(Editor’s note: This story first published at the Montgomery Advertiser, part of the USA TODAY Network.)
AUBURN, Ala. – The lead suspect in the disappearance and death of Aniah Blanchard, the stepdaughter of UFC heavyweight Walt Harris, will face a capital murder charge.
Lee County District Attorney Brandon Hughes said in a press conference Monday that he will seek the death penalty against Ibraheem Yazeed, 29.
“The process of seeing justice done for Aniah and her family will not be swift, but I can promise it will be thorough,” Hughes said.
Blanchard, 19, a student at Southern Union State Community College, was last seen on video surveillance footage at a convenience store on Oct. 23. She was reported missing the following day. Her car was recovered at a Montgomery apartment complex, 55 miles west of her last known location, a few days later and contained evidence of blood.
Law enforcement found human remains on Nov. 25 that were later identified as Blanchard’s. Hughes said at the press conference that an autopsy had determined that Blanchard died by homicide.
“There was an autopsy done,” Hughes said. “The medical examiner ruled that Aniah Blanchard was killed in the manner of homicide. The cause of death was a gunshot wound.”
Three men – Yazeed; Antwain “Squirmy” Fisher, 35, and David Lee Johnson Jr., 63 – have been arrested in connection with her disappearance. But Hughes said Yazeed was “the lone person responsible in this case for abducting Aniah Blanchard. He is the lone person responsible for Aniah’s murder.”
A witness said he saw Yazeed forcing Blanchard into a car in the parking lot at the store where she was last seen. Fisher is charged with kidnapping and accused of disposing of evidence.
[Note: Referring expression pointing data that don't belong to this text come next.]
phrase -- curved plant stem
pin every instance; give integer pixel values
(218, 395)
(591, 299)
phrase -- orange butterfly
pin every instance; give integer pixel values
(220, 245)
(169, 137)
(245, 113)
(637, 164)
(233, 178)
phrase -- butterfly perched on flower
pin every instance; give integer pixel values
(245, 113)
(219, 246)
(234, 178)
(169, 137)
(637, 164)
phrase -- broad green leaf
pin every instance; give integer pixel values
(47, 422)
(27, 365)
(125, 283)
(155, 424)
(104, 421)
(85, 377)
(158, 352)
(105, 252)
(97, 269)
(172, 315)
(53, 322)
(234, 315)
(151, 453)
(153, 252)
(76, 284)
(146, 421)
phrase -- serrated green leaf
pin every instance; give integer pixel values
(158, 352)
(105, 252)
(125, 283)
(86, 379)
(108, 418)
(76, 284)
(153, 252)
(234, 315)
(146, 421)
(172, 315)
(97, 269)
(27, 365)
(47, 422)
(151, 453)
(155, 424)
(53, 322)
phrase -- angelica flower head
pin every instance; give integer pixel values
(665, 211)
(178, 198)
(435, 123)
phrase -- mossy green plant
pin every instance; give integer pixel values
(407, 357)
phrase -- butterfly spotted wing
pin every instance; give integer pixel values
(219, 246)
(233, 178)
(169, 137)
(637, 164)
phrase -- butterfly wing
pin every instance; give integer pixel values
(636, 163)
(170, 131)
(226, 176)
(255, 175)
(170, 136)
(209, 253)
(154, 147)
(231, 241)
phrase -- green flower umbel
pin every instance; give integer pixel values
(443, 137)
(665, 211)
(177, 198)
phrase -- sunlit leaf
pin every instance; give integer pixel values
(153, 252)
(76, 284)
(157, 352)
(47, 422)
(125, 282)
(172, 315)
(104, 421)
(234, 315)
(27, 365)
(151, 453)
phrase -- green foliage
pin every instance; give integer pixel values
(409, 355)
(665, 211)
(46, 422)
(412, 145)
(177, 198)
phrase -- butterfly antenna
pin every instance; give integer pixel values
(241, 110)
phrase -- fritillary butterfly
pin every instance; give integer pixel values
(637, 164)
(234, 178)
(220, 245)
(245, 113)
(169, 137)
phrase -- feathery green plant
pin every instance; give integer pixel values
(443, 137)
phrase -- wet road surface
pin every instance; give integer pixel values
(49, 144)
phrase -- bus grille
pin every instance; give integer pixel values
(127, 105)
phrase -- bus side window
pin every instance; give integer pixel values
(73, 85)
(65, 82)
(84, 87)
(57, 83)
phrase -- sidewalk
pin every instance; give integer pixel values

Johnson has been charged with hindering prosecution.
“This case has absolutely shaken our community to its core,” Hughes said, though he praised the work of law enforcement in responding to Blanchard’s disappearance.
“It is my intention that the response to this horrific crime be a warning to anyone, anyone who believes they want to come to Lee County and engage in violent criminal behavior,” he said. “They will certainly be dealt with, and the consequences will be severe.”
In October, Yazeed was free on a $295,000 bond on charges of kidnapping, attempted murder, robbery and possession of marijuana in connection with the beat of two men in a Montgomery hotel in January. Fisher pleaded guilty to felony murder in 2007 and served three years in prison with 17 years suspended.
A Lee County Judge last month ordered Yazeed held without bond and also ordered him to submit to a DNA test, to compare against a sample found in Blanchard’s car. Fisher is scheduled to appear at a preliminary hearing on Dec. 18.
A gag order has been imposed on attorneys, prosecutors and witnesses in the case. Alabama media organizations, including the Montgomery Advertiser, are challenging the order. A hearing is set for Wednesday.
Hughes declined to discuss Fisher’s case or details of the investigation.